Posted at 9:53 PM, Mar 22, 2021
and last updated 2021-03-22 23:53:43-04

SALT LAKE CITY — As businesses try to recover from the pandemic, some in the Granary District of Salt Lake City are concerned with recent developments at a city-owned building and area known as "Fleet Block."

The building has been painted by community members over the past year to memorialize local and national people who have been killed by police or died in custody.

“It’s been a gathering point for the community, and I think overall a positive for people to have an outlet,” said Tim Dwyer, co-owner of Fisher Brewing, a business across the street from the property for the past four years. “We had people volunteering their time doing the landscaping, putting in planters, planting trees and flowers and perennials, and people were really investing in that space as a community healing point and a gathering space.”

However, over the past few weeks, the outside of the Fleet Block has been occupied by tents as a homeless encampment.

“It’s becoming quite problematic — just the level of the number of people who are here, the various issues we’re encountering,” Dwyer said. "People coming off the street, substance abuse, people who are out of their mind yelling and screaming at our patrons."

Dwyer has already had to adapt as a local business during the pandemic.
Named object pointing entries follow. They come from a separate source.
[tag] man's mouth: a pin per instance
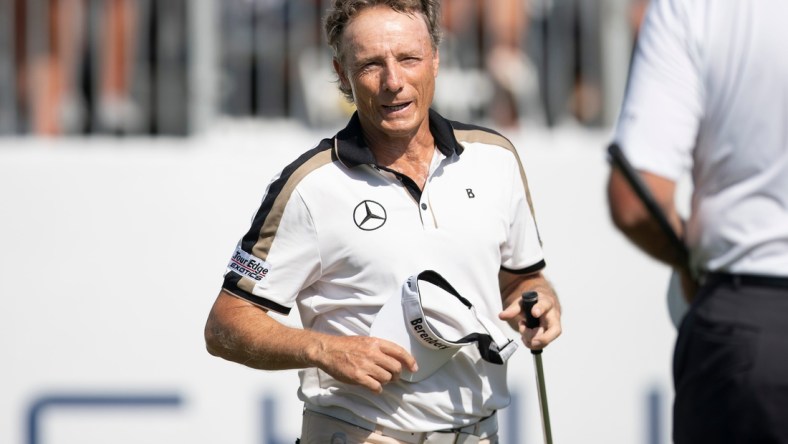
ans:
(395, 108)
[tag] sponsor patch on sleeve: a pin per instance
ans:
(248, 265)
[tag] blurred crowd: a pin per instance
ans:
(93, 67)
(122, 67)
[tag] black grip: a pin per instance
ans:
(527, 302)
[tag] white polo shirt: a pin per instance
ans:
(708, 90)
(338, 236)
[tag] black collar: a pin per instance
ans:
(352, 150)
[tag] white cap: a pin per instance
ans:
(430, 319)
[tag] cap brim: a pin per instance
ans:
(390, 324)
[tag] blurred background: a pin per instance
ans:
(137, 137)
(176, 67)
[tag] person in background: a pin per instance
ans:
(399, 195)
(708, 94)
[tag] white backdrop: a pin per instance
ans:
(112, 251)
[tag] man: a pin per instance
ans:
(399, 192)
(708, 92)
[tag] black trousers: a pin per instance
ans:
(730, 365)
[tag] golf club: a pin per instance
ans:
(677, 303)
(527, 302)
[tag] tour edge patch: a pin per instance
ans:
(248, 265)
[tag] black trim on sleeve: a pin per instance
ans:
(532, 269)
(231, 285)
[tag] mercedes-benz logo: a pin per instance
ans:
(369, 215)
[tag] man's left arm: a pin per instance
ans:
(547, 309)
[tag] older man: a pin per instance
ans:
(401, 204)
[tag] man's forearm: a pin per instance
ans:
(246, 334)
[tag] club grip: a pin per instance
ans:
(527, 302)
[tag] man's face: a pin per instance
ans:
(390, 66)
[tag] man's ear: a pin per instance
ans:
(341, 74)
(436, 62)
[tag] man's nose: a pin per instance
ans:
(393, 77)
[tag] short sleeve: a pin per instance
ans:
(282, 259)
(522, 251)
(660, 116)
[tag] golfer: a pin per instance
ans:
(708, 93)
(400, 209)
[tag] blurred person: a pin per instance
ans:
(572, 80)
(48, 62)
(117, 110)
(399, 202)
(708, 94)
(499, 34)
(51, 60)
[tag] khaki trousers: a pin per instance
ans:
(321, 429)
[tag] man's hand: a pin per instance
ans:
(362, 360)
(241, 332)
(547, 309)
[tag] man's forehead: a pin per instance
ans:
(382, 29)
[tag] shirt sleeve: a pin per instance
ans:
(522, 251)
(660, 116)
(277, 258)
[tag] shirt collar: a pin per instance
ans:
(352, 150)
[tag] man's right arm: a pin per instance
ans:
(242, 332)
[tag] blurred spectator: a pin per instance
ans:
(491, 35)
(106, 66)
(47, 50)
(117, 110)
(572, 59)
He says that parking is now an issue, as people are concerned for their vehicles parked alongside that side of the street.

“It started as one tent maybe three weeks ago, and now it’s probably two dozen tents on this block face alone.”
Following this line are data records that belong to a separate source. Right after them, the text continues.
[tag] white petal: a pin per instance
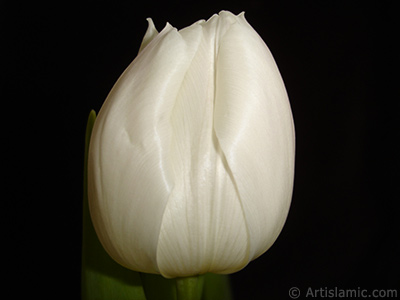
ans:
(203, 228)
(150, 34)
(254, 126)
(130, 175)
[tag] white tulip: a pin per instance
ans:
(191, 158)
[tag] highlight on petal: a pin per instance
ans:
(191, 159)
(150, 34)
(254, 126)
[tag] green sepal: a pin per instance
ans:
(102, 277)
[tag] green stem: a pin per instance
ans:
(189, 288)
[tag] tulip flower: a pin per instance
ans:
(191, 158)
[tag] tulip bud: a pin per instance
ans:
(191, 159)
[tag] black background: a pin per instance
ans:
(60, 60)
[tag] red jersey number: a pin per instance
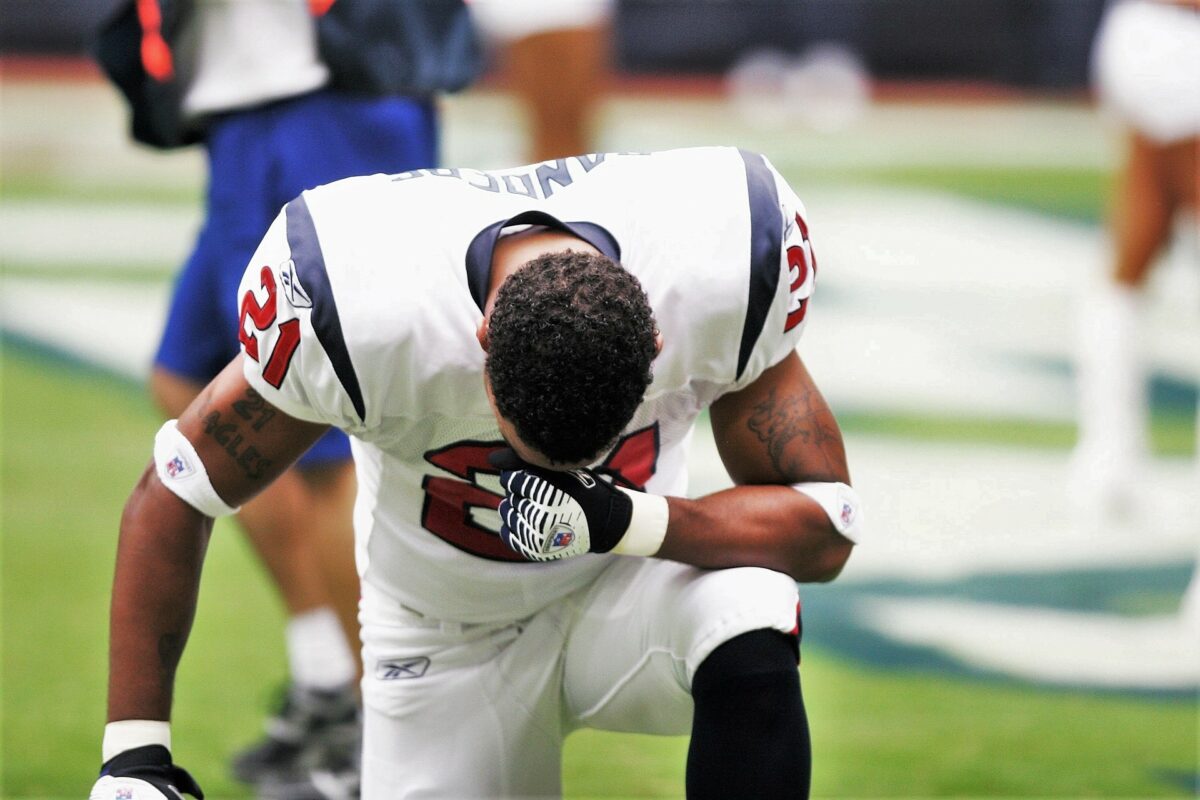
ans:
(263, 317)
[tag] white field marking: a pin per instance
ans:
(947, 511)
(1047, 644)
(115, 325)
(81, 235)
(948, 305)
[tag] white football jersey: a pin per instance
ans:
(360, 307)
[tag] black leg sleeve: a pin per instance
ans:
(750, 733)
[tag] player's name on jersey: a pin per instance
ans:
(535, 180)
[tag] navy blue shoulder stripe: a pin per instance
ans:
(766, 240)
(311, 270)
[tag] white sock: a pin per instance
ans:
(318, 654)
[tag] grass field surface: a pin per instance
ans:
(988, 647)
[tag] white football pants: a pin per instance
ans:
(466, 711)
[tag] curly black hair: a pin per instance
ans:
(570, 343)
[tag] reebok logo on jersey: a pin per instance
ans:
(292, 288)
(402, 668)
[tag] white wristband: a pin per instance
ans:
(127, 734)
(181, 470)
(647, 527)
(841, 504)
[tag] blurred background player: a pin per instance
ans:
(1146, 68)
(285, 96)
(553, 56)
(1146, 65)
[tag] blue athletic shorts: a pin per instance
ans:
(258, 161)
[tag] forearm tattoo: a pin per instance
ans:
(171, 649)
(252, 413)
(804, 420)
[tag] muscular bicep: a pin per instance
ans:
(244, 441)
(779, 429)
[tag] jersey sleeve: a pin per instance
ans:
(783, 272)
(287, 311)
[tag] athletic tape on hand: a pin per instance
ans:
(181, 470)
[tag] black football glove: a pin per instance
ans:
(549, 515)
(144, 774)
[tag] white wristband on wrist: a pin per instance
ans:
(127, 734)
(181, 470)
(647, 527)
(841, 504)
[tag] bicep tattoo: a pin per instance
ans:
(801, 435)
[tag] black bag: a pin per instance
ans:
(155, 102)
(399, 47)
(371, 47)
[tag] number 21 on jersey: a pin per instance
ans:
(263, 316)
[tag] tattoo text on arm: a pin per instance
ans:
(227, 432)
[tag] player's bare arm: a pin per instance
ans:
(775, 433)
(244, 444)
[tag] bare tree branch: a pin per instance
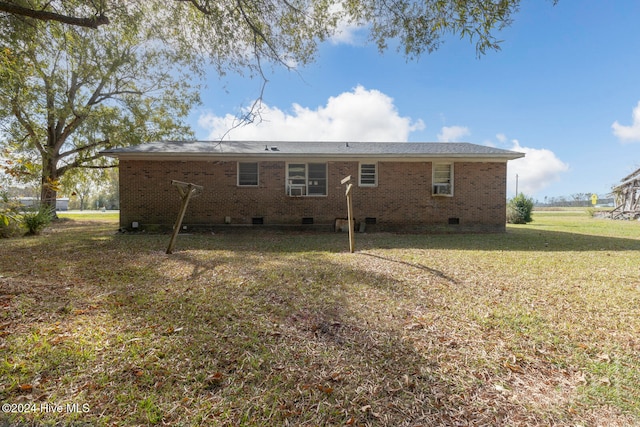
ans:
(43, 15)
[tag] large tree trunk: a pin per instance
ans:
(49, 183)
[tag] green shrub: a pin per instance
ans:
(37, 219)
(519, 209)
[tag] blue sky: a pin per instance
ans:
(564, 89)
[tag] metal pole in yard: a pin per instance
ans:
(186, 190)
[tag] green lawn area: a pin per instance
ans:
(536, 326)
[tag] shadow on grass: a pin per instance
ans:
(244, 330)
(515, 239)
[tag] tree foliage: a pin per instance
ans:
(69, 92)
(519, 209)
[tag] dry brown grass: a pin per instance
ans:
(538, 326)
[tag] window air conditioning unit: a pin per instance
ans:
(441, 188)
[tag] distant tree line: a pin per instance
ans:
(574, 200)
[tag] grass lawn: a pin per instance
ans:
(536, 326)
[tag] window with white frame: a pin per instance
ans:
(307, 179)
(368, 174)
(247, 174)
(442, 179)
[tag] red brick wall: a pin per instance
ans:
(401, 200)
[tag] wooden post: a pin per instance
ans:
(186, 190)
(349, 212)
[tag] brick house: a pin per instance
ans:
(397, 186)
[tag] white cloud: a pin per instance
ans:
(359, 115)
(538, 169)
(453, 133)
(629, 133)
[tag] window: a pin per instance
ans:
(443, 179)
(368, 175)
(307, 179)
(248, 174)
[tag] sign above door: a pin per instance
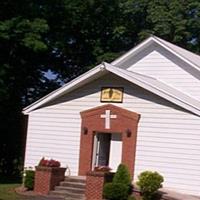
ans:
(112, 94)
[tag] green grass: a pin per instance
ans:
(7, 192)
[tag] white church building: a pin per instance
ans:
(143, 110)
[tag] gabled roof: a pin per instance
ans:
(190, 58)
(148, 83)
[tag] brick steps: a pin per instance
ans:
(72, 188)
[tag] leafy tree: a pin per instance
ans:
(68, 37)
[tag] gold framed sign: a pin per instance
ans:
(112, 94)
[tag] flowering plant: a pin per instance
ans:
(48, 163)
(102, 169)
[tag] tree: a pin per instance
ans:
(68, 37)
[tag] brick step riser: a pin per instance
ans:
(68, 195)
(70, 189)
(75, 180)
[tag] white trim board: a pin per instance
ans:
(188, 57)
(145, 82)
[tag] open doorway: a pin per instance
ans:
(107, 150)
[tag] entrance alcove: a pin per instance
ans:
(108, 137)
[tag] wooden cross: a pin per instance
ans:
(107, 116)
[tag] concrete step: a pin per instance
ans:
(73, 184)
(79, 179)
(63, 193)
(71, 189)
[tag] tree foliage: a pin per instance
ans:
(67, 37)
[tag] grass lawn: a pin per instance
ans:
(7, 192)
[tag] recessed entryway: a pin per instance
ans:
(107, 150)
(107, 140)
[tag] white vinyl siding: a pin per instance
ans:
(158, 63)
(168, 137)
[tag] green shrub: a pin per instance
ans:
(122, 175)
(29, 179)
(131, 198)
(149, 183)
(115, 191)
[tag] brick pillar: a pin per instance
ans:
(46, 178)
(94, 184)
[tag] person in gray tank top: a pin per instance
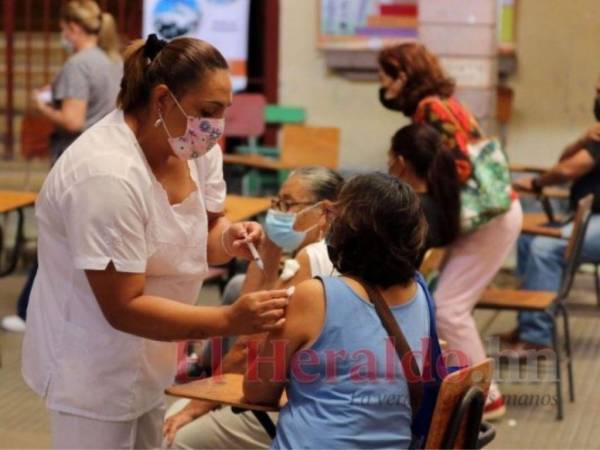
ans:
(86, 88)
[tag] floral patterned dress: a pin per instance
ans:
(457, 126)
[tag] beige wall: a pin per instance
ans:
(559, 61)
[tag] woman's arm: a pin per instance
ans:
(257, 279)
(268, 373)
(125, 306)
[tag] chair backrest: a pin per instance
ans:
(454, 388)
(280, 114)
(245, 118)
(309, 146)
(35, 136)
(573, 250)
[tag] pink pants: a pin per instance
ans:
(472, 262)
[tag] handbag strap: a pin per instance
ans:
(457, 123)
(404, 352)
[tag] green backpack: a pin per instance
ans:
(487, 192)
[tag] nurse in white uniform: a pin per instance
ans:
(129, 219)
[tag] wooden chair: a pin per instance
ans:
(301, 146)
(457, 417)
(35, 134)
(461, 393)
(550, 302)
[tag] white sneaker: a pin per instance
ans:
(13, 323)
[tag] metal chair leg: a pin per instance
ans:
(597, 282)
(557, 361)
(565, 314)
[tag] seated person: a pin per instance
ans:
(301, 204)
(540, 259)
(333, 364)
(418, 158)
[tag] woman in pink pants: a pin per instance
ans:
(414, 83)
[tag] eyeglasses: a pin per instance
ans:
(285, 205)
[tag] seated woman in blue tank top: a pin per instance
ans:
(345, 385)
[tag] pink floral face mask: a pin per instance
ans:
(200, 135)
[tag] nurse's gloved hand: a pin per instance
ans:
(236, 237)
(257, 312)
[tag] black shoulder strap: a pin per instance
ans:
(405, 354)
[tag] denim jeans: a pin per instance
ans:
(540, 264)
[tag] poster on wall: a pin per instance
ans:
(223, 23)
(360, 24)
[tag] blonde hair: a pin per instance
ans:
(88, 15)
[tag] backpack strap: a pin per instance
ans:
(403, 350)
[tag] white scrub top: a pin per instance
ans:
(102, 203)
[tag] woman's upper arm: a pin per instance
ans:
(104, 221)
(113, 290)
(304, 272)
(268, 373)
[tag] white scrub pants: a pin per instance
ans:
(221, 429)
(76, 432)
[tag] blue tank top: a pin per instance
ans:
(348, 389)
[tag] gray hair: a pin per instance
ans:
(323, 183)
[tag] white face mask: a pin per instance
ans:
(200, 136)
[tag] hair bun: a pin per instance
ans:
(153, 46)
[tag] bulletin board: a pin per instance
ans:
(366, 24)
(223, 23)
Dwyer says that Fisher has been impacted monetarily over the past few weeks since the tents started popping up.

“We’ve had propane stolen from us, we’ve had rocks thrown through our windows,” he said. “This is now becoming a safety and security issue for us.”

Dwyer says that Fisher and other local businesses aren’t seeing any action taken by the city and problems are continuing to persist. He acknowledged the challenges that come with the present issue at the property.
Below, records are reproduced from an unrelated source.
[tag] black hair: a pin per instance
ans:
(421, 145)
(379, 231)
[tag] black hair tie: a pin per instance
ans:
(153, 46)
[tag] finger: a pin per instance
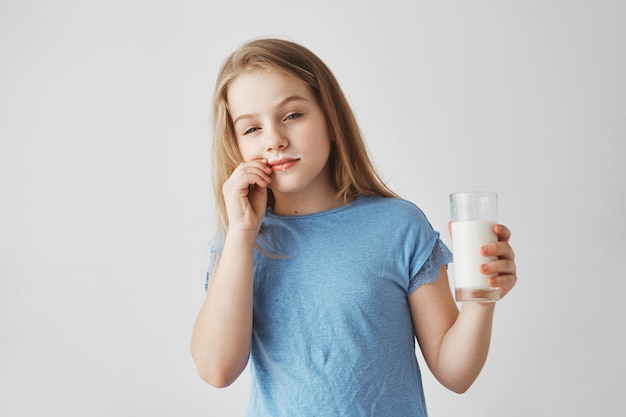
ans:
(503, 232)
(252, 173)
(501, 249)
(500, 267)
(504, 282)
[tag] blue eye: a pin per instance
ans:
(251, 130)
(293, 116)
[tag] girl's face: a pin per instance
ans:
(277, 118)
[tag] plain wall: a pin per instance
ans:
(106, 208)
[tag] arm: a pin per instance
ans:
(221, 337)
(455, 344)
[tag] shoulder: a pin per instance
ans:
(397, 208)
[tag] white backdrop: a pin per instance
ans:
(105, 194)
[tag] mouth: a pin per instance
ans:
(284, 163)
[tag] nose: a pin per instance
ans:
(276, 139)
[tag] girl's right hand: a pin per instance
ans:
(245, 195)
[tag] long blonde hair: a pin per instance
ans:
(351, 168)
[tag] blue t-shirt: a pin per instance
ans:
(332, 331)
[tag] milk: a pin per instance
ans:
(467, 239)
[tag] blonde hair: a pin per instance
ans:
(351, 168)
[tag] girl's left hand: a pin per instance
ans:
(504, 267)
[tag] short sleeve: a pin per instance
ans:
(439, 256)
(215, 252)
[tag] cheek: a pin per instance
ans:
(247, 152)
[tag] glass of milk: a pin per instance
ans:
(473, 216)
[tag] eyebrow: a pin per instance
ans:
(284, 101)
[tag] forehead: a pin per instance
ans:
(260, 87)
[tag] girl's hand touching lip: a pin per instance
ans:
(245, 195)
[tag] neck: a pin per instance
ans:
(297, 204)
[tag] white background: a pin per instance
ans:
(106, 210)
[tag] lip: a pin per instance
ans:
(283, 164)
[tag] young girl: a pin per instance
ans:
(322, 276)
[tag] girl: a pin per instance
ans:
(322, 276)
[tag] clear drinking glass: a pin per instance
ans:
(473, 215)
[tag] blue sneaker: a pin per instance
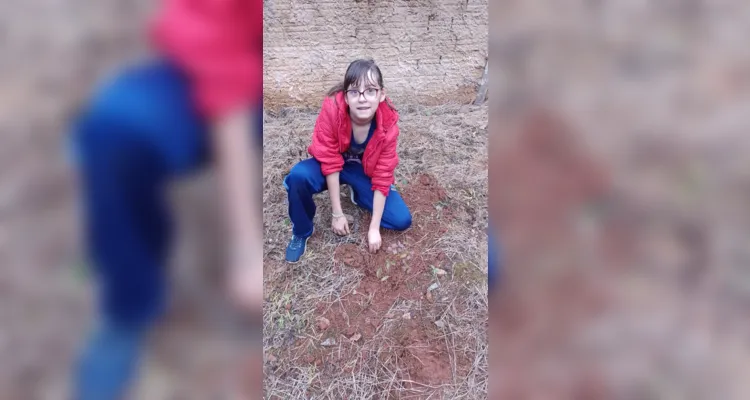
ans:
(351, 195)
(296, 248)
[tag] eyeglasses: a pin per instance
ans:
(370, 93)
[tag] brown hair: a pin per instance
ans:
(358, 71)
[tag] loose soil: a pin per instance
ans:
(400, 273)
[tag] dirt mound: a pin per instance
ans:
(391, 305)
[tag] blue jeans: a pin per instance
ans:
(305, 179)
(139, 131)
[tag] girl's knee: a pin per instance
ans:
(300, 174)
(402, 221)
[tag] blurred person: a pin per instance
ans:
(198, 101)
(494, 259)
(354, 143)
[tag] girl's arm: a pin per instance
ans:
(334, 190)
(378, 205)
(239, 170)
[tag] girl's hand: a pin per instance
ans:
(373, 237)
(340, 225)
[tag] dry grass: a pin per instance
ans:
(448, 142)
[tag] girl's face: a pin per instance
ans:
(363, 98)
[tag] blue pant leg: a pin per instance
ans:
(138, 132)
(396, 214)
(304, 180)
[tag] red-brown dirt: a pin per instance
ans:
(402, 271)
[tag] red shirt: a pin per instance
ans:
(219, 44)
(333, 133)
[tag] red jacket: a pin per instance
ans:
(333, 134)
(219, 43)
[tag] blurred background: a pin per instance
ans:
(54, 55)
(619, 184)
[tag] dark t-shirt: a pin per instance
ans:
(356, 150)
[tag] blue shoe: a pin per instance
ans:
(351, 195)
(108, 363)
(296, 248)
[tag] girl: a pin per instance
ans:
(354, 142)
(150, 125)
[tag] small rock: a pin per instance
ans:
(323, 323)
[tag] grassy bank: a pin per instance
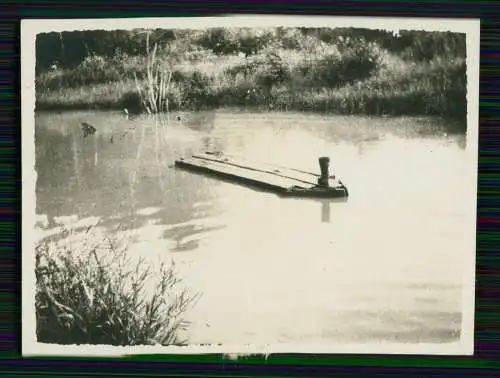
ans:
(285, 69)
(88, 292)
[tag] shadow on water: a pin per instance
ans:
(129, 184)
(90, 176)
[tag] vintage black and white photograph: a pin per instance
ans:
(249, 184)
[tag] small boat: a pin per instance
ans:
(283, 181)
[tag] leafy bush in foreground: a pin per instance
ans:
(89, 294)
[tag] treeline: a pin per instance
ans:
(68, 49)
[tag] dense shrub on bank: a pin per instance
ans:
(90, 294)
(338, 70)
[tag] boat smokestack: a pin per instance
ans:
(324, 165)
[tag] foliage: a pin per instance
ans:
(92, 294)
(343, 70)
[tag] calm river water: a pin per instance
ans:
(386, 265)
However this past weekend, the building caught fire, also forcing his business to shut down completely for a number of hours. According to Salt Lake City Fire Department, the fire was intentionally set, there is a "person of interest," and the extent of the damages to the building is unknown.

The Salt Lake County Health Department conducts abatement of homeless camps in areas that are requested by municipalities and are linked to public complaint. The Fleet Block area was abated in September and is back on the county list for a future clean up.

FOX 13 reached out to the Salt Lake City Mayor’s Office to address the future of the Fleet Block building and property.

They responded with the following statement:

“Throughout the past year we've heard from the community on the future of the Fleet Block, and the evolution of the area has been a discussion in City Hall for over a decade. While the City Council continues to consider rezoning for the area, in 2021 the City will release a Request for Information to engage the community in imagining the possibilities for transitioning the Fleet Block into a community asset with gathering space, green space, and access to opportunity, including living-wage jobs and affordable housing.While we work through that public process, we are committed to the needs of the neighborhood, which include the ability to access clean, safe public spaces for all, and providing outreach and resources to individuals experiencing homelesness in the area. Our Community Commitment Program has been successful at providing resources to and engaging our homeless neighbors, including 48 accepted offers of shelter or detox placement. Within the next month, we plan to bring the CCP to the Fleet Block area and are hopeful it will continue to help provide access to shelter to the people in that area.”

“I understand that it’s city property, and the city needs to own that property and step up and enforce no trespassing rules, and they’re not doing anything about it,” Dwyer said. “These are real economic impacts to us at this point, and that’s my biggest concern ... getting this sort of problem addressed in some way, I mean, people cannot live freely on the street in a way that’s threatening to our customers and our neighborhood.”